- Short Report
- Open Access
Is there an association between fibromyalgia and below-normal levels of urinary cortisol?
© Álvarez et al; licensee BioMed Central Ltd. 2008
- Received: 29 September 2008
- Accepted: 22 December 2008
- Published: 22 December 2008
Adynamia in fibromyalgia (FM) may be an expression of a functional deficit of the hypothalamic-pituitary-adrenal axis and be associated with below-normal levels of urinary cortisol. Our aim was to demonstrate that urinary cortisol was lower in patients with FM than in healthy subjects.
We measured urinary cortisol levels for a sample of 47 women aged 29 to 64 years (mean age 53 years), diagnosed with FM 2–3 years previously, and compared the results with those for a control sample of 58 healthy women of a similar age. Samples of 24-hour urine were appropriately collected and levels of urinary cortisol were measured using the fluorescence polarization immunoassay method. The mean cortisol value for the women with FM was 65.40 ± 27.10 μg/L, significantly lower than the mean cortisol level for the control group, at 90.83 ± 38.17 μg/L (p < 0.001).
Our study confirms that women with FM have significantly lower urinary cortisol levels than healthy women.
- Cortisol Level
- Urinary Cortisol
- Autonomic Nervous System Activity
Fibromyalgia (FM) is an illness of unknown etiology that is characterized by chronic pain that patients locate in the musculoskeletal system . Tending to develop from around the age of 45–55 years, mainly in women, it affects between 2% and 4% of the world population. In Spain, maximum prevalence (4.9%) occurs among adults aged 40–49 years old .
FM is influenced by factors such as stress, illness, and pain in some – but not all patients – as well as by certain neurotransmitter and neuroendocrine changes, including reduced biogenic amine levels, increased excitatory neurotransmitter concentrations and alterations in the hypothalamic-pituitary-adrenal axis and in autonomic nervous system activity [2–4]. Studies of cortisol levels and the hypothalamic-pituitary-adrenal axis are motivated by the high prevalence of stress and depression reported for patients with FM.

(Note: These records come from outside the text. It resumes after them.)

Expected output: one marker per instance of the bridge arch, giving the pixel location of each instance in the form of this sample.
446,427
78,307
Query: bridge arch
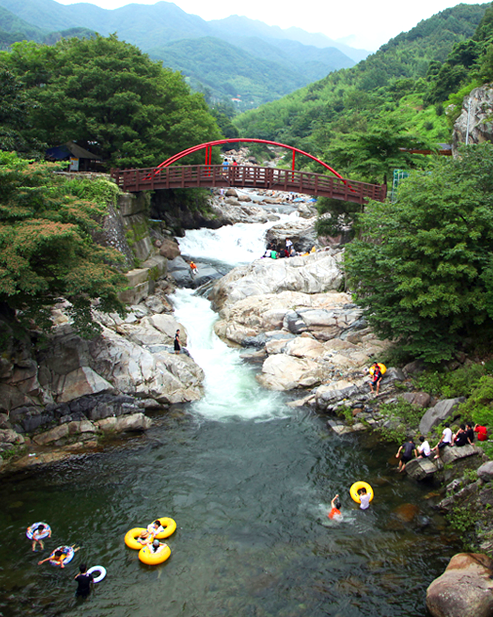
219,142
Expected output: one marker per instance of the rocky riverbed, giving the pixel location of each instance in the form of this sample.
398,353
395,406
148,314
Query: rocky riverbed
291,315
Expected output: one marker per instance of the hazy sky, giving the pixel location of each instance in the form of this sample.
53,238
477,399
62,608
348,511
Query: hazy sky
370,24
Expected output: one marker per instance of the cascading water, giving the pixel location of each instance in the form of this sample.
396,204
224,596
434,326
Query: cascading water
250,499
230,386
231,244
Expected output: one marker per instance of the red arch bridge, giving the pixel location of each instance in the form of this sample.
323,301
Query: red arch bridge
169,176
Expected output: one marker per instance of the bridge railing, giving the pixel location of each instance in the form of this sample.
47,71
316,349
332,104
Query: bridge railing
247,176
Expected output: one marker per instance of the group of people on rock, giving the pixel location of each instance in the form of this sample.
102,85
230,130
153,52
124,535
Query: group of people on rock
271,251
463,436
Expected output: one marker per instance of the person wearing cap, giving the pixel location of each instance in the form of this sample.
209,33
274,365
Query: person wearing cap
335,513
156,546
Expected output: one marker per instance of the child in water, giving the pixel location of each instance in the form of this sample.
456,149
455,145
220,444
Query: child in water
335,513
364,498
40,531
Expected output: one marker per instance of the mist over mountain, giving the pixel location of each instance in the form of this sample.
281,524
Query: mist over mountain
259,62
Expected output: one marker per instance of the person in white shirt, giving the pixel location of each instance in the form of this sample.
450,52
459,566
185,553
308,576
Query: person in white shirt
445,440
424,449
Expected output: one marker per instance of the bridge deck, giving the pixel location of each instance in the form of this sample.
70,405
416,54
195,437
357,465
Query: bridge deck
192,176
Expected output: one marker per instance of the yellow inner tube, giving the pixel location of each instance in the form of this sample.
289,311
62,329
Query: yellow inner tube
131,538
356,487
152,559
383,369
169,527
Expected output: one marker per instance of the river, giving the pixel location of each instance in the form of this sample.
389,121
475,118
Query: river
249,482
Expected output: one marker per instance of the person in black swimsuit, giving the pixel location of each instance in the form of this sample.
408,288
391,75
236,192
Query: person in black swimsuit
408,450
84,582
177,344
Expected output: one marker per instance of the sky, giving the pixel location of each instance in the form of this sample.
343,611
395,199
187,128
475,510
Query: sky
359,23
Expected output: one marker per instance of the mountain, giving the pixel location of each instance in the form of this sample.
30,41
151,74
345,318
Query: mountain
243,27
389,92
225,72
14,29
260,62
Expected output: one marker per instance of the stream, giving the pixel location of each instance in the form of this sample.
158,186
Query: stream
249,482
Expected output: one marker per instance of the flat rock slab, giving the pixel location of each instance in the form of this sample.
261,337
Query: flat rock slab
343,429
485,472
450,455
440,412
420,468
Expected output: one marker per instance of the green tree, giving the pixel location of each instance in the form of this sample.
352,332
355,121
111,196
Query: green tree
14,118
109,97
372,155
423,267
46,247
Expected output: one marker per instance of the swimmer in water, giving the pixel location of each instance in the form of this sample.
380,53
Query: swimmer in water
335,513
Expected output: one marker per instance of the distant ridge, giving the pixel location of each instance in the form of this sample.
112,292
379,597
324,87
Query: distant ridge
268,62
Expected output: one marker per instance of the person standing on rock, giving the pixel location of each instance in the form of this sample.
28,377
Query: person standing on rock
460,438
445,440
376,377
408,450
364,498
177,343
424,449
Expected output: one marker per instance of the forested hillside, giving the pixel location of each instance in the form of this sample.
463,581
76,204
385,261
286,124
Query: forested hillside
102,93
383,103
261,65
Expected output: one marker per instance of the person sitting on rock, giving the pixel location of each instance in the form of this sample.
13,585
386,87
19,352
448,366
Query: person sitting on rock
177,343
482,432
376,377
445,440
460,438
424,449
335,513
408,450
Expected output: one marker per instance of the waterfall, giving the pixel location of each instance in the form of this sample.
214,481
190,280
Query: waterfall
231,390
231,244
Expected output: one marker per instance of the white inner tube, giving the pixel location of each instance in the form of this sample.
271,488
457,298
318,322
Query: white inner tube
101,570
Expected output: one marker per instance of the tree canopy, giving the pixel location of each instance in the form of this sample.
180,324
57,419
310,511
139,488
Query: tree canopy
108,97
46,247
422,268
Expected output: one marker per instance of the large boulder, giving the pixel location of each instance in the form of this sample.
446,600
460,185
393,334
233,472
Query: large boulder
439,413
475,118
420,468
315,273
465,589
283,372
450,455
485,472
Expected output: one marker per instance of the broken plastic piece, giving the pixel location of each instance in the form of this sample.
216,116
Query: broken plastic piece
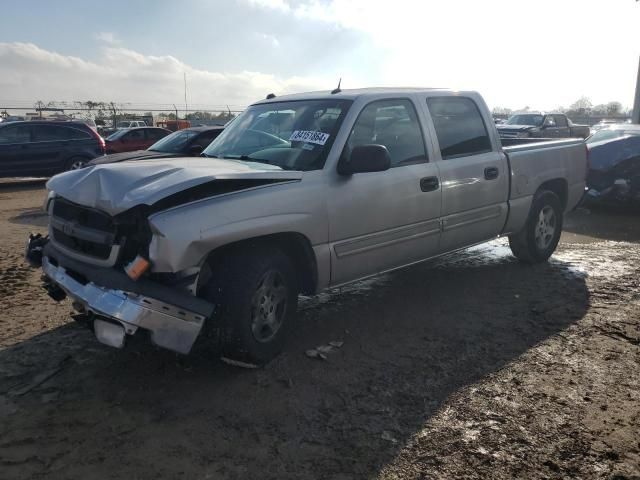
137,267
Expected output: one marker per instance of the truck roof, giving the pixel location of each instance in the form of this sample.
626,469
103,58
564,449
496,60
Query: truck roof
352,94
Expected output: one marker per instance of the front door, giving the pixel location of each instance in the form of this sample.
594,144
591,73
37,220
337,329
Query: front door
50,142
474,175
15,141
549,127
383,220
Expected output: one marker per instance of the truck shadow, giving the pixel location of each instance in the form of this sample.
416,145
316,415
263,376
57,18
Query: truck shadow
615,223
9,185
411,339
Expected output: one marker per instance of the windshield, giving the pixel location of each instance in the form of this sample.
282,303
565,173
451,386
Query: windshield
608,134
116,135
174,143
535,120
294,135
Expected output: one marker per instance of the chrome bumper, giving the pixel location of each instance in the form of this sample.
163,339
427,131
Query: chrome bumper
170,327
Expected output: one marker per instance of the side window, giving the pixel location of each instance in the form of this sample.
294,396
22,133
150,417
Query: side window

Abnormalities are not generally detected in laboratory tests unless the patient is being tested for another illness. Factors that contribute to the development or perpetuation of FM include endocrine alterations . Studies have demonstrated a latent decrease in the level of certain hormones, such as the growth hormone, prolactin, adrenocorticotrophic hormone and cortisol [6, 7].
Growth hormone and cortisol deficiencies lead to multifunctional disorders in response to stress, with the decrease in adrenocortical feedback possibly explaining the intense and permanent exhaustion experienced by patients with FM. Adrenal production of cortisol is also found to be lower in patients with FM, and the cortisol deficit, peripheral in origin, combines with hypothalamic-pituitary-adrenal axis dysfunctioning; the same happens with the growth hormone and insulin-like growth factor 1 [8, 9]. Low cortisol levels cause reduced adrenalin production, leading to defective organic response to stress. It has also been demonstrated that patients with FM show greater resistance to the production of cortisol. A lack of cortisol can generate reduced tolerance to exertion and greater muscular fatigue and is also associated with mood swings, sleep disorders and depression [10, 11].
Some authors suggest that the combined reduction in cortisol, prolactin and GH levels could be a good biochemical marker of FM .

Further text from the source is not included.